# Request to come to Home affairs



## Captian_Pirate (Apr 17, 2019)

I applied for PR in Feb and i was calling doing a followup everyweek and they been telling me that its on the 1st stage.

i called in today again and i was told there last update was in May sying i should go to Pretoria Home affairs(Not VFS)

No sure why they couldnt pick it up last week and previous weeks that there is an update on my file.

I asked the guy why i should go to Home affairs and what documents should i carry,he said i should just go they will tell me there.

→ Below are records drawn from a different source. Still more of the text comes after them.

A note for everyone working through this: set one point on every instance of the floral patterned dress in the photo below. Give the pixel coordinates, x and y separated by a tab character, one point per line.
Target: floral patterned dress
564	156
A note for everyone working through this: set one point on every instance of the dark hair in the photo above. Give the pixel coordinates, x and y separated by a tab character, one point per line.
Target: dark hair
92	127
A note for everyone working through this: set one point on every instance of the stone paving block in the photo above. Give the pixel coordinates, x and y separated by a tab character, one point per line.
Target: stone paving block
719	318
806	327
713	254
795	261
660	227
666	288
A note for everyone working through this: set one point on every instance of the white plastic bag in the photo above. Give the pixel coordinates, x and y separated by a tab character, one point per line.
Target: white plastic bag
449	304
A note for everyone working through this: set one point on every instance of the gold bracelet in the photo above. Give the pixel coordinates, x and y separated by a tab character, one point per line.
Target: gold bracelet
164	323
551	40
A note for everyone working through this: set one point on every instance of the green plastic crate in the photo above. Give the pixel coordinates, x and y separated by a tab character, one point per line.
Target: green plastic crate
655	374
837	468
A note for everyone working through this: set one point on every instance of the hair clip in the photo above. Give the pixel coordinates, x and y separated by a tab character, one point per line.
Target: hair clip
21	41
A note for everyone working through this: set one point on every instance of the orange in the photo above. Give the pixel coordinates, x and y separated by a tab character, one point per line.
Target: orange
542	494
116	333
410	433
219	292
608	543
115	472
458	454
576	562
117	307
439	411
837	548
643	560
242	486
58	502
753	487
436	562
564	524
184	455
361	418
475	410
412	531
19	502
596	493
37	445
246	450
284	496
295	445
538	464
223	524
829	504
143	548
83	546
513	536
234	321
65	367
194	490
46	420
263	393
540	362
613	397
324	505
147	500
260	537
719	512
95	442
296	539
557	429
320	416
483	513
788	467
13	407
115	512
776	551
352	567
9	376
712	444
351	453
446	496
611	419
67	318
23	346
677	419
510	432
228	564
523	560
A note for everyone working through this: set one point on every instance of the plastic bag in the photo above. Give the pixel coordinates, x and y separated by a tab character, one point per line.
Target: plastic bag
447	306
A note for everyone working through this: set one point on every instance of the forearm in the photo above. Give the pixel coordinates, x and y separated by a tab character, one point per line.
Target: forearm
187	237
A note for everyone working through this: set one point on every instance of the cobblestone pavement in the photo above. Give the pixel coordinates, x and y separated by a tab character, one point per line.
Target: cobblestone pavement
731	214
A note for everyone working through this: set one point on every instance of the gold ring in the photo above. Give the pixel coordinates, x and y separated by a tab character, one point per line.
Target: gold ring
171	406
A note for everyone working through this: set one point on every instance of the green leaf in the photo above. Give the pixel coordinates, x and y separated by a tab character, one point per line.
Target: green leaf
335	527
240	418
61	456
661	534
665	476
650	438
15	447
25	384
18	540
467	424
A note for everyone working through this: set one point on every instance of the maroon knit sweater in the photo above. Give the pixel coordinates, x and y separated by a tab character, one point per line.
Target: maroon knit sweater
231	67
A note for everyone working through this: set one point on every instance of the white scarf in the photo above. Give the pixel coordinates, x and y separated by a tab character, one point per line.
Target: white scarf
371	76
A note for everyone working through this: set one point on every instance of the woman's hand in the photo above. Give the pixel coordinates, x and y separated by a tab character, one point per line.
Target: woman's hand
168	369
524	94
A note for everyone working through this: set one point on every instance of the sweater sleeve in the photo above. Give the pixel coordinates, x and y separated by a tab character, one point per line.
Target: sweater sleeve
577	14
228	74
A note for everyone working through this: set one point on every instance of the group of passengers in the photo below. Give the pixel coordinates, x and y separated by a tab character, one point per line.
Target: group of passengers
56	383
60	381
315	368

Did anyone ever get a request like this


----------



## jollem (Nov 9, 2016)

Captian_Pirate said:


> I applied for PR in Feb and i was calling doing a followup everyweek and they been telling me that its on the 1st stage.
> 
> i called in today again and i was told there last update was in May sying i should go to Pretoria Home affairs(Not VFS)
> 
> ...


mmmmm never have I heard it before that you are called into Head Office Pretoria.


----------



## dinema84 (Sep 4, 2020)

Captian_Pirate said:


> I applied for PR in Feb and i was calling doing a followup everyweek and they been telling me that its on the 1st stage.
> 
> i called in today again and i was told there last update was in May sying i should go to Pretoria Home affairs(Not VFS)
> 
> ...


Hello,
Did you go to Home Affairs and what was the outcome.


----------



## oyingwenya (Dec 13, 2020)

I am aware of similar case, a former work colleague obtained a SA ID fraudulently some time in early 2000s which was blocked later in 2011. He decided to use his foreign passport and apply for visa and later PR that he actually qualified for. DHA still had his fingerprints and discovered him (as they were migrating him from MIS to HANIS population register). He was arrested and detained upon arrival and that was the last l ever heard or saw him. I pray you do not suffer the same fate.


----------